В первые часы Кристоф был еще полон боевого пыла; он говорил много и громко, в коротких фразах передавал то, что видел и делал, гордился своей удалью. Манусса и Кане тоже говорили, чтобы отвлечь его. Постепенно горячка спала, и Кристоф замолк; продолжали говорить спутники. Он немного ошалел от событий дня, но нисколько не был удручен. Ему вспоминалось то время, когда он бежал из Германии. Бежать, всегда бежать! Он усмехнулся. Таков, видно, его удел! Ему не грустно было покидать Париж: земля широка; люди везде одинаковы. Где жить – для него было неважно, только бы быть со своим другом. Он рассчитывал встретиться с ним на следующее утро…

Они приехали в Ларош. Манусса и Кане не отходили от него, пока не посадили в вагон и не увидели его в окне отходящего поезда. Кристоф попросил их еще раз повторить название места, где он должен остановиться, гостиницы и почтового отделения, где он может получить от них весточку. Как Манусса и Кане себя не перебарывали, вид у них, когда они прощались с ним, был мрачный. Кристоф весело пожал им руки.

– Полно, – крикнул он им, – не делайте таких похоронных лиц! Мы увидимся, черт подери! Все пустяки! Завтра мы вам напишем.

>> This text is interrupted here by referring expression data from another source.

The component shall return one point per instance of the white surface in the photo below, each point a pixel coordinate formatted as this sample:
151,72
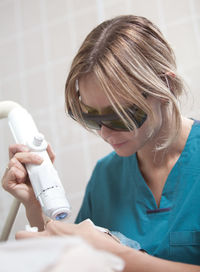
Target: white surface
56,254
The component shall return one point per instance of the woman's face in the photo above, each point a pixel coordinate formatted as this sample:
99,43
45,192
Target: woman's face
124,143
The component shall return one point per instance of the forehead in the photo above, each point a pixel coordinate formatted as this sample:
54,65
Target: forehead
92,93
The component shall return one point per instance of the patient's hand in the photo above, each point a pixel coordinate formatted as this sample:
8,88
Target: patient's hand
85,229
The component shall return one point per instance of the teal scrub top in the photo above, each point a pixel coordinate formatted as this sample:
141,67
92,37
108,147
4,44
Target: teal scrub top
118,198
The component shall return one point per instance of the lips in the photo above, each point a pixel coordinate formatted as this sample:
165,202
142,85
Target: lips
118,145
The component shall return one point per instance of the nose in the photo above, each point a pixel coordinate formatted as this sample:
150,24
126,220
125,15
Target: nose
106,132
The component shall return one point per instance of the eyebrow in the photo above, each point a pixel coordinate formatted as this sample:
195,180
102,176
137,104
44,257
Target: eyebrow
94,109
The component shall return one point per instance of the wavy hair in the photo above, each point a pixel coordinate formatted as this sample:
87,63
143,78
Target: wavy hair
129,56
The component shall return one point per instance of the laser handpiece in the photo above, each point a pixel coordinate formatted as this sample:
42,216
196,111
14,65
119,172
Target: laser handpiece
44,177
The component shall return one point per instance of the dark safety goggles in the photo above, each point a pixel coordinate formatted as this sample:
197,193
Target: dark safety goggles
93,120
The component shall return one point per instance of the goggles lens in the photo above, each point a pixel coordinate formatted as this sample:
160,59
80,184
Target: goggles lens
94,120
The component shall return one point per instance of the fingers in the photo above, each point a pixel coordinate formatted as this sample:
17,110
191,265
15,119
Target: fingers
13,149
51,153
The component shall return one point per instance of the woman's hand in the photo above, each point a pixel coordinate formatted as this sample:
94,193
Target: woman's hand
15,179
17,183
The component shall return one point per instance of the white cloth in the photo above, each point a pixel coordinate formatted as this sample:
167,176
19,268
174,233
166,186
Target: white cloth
55,254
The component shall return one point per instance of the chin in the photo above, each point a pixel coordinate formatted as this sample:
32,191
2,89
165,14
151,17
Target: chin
124,153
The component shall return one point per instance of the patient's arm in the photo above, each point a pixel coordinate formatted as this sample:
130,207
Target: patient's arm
135,261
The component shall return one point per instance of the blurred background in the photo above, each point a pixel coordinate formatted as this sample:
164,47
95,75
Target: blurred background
38,40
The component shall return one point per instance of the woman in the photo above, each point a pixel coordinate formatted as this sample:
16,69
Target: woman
123,84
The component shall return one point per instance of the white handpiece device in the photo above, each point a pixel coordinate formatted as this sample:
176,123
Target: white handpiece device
44,178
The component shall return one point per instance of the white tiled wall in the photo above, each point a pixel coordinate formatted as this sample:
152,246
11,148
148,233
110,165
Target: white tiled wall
38,39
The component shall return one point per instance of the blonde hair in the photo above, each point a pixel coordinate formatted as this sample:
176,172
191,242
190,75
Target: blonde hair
129,56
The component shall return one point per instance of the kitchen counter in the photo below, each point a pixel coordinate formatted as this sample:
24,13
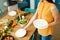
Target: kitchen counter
30,30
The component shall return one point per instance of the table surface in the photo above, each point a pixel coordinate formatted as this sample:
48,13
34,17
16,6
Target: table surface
30,30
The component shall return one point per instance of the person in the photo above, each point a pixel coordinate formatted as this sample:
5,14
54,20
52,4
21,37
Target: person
46,10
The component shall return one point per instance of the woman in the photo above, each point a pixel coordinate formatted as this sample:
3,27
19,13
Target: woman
48,11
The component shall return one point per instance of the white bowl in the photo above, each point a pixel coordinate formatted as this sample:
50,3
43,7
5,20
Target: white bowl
40,23
20,33
12,13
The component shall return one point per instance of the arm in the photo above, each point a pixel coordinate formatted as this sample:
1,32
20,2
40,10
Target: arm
55,14
31,20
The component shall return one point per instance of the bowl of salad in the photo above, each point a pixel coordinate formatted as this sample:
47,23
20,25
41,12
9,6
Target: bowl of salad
23,22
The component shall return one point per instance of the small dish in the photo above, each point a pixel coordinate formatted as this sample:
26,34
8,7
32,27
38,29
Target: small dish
20,33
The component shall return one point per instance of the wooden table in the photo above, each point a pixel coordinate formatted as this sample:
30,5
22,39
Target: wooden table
30,30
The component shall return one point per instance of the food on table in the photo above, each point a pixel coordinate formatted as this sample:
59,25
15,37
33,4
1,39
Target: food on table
9,23
40,24
8,37
23,21
20,33
14,24
2,33
12,13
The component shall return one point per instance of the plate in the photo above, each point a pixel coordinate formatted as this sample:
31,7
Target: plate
40,23
20,33
12,13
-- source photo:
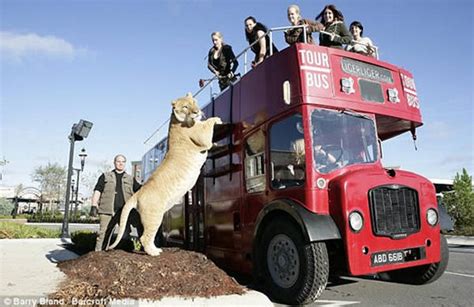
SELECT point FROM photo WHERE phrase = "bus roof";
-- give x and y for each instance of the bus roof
(330, 78)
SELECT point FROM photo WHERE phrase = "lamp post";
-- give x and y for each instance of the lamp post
(79, 132)
(82, 156)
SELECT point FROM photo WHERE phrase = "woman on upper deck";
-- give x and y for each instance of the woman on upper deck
(333, 22)
(221, 61)
(256, 31)
(360, 44)
(296, 35)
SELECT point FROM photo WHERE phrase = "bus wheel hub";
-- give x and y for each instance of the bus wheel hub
(283, 261)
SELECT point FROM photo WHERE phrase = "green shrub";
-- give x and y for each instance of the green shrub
(58, 218)
(460, 202)
(12, 230)
(17, 217)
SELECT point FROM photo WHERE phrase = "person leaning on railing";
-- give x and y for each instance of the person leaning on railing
(360, 44)
(296, 35)
(335, 32)
(256, 31)
(221, 61)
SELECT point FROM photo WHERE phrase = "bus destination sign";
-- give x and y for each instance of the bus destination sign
(367, 71)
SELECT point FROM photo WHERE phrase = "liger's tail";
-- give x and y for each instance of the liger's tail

Поезд тронулся. Они смотрели ему вслед.

– Бедняга! – вздохнул Манусса.

Они снова сели в автомобиль. Оба молчали. Некоторое время спустя Кане сказал Мануссе:

– По-моему, мы совершили преступление.

Манусса сначала ничего не ответил, а потом сказал:

– Ну что там! Мертвые – мертвы. Надо спасать живых.

С наступлением ночи возбуждение Кристофа улеглось. Забившись в угол купе, отрезвленный и охладевший, он погрузился в раздумье. Посмотрев на свои руки, он увидел на них кровь – чужую кровь. И содрогнулся от отвращения. Перед ним снова возникла картина убийства. Он вспомнил, что убил, и сам уже не знал, за что. Он стал пересказывать себе сцену схватки; на этот раз он видел ее совсем другими глазами и уже не понимал, чего ради впутался в историю. Он снова припоминал события этого дня с того момента, как вышел из дому вместе с Оливье; он мысленно снова проделал с ним весь путь по Парижу до того мгновения, когда его словно подхватило вихрем. С этой минуты он перестал себя понимать; цепь его мыслей обрывалась; как мог он кричать, бить, требовать заодно с этими людьми, чьих убеждений вовсе не разделял? Это был не он!.. Какое-то затмение сознания и воли!.. Он был ошеломлен и пристыжен. Значит, он не властен над собой? Кто же тогда властен?.. Экспресс уносил его во тьму, и душевная тьма, которая его охватила, была так же беспросветна, а неведомая, увлекающая его сила не менее головокружительна… Он попытался стряхнуть с себя тревогу, но для того лишь, чтобы предаться новым заботам. По мере приближения к цели он все больше думал об Оливье и начинал испытывать беспричинное беспокойство.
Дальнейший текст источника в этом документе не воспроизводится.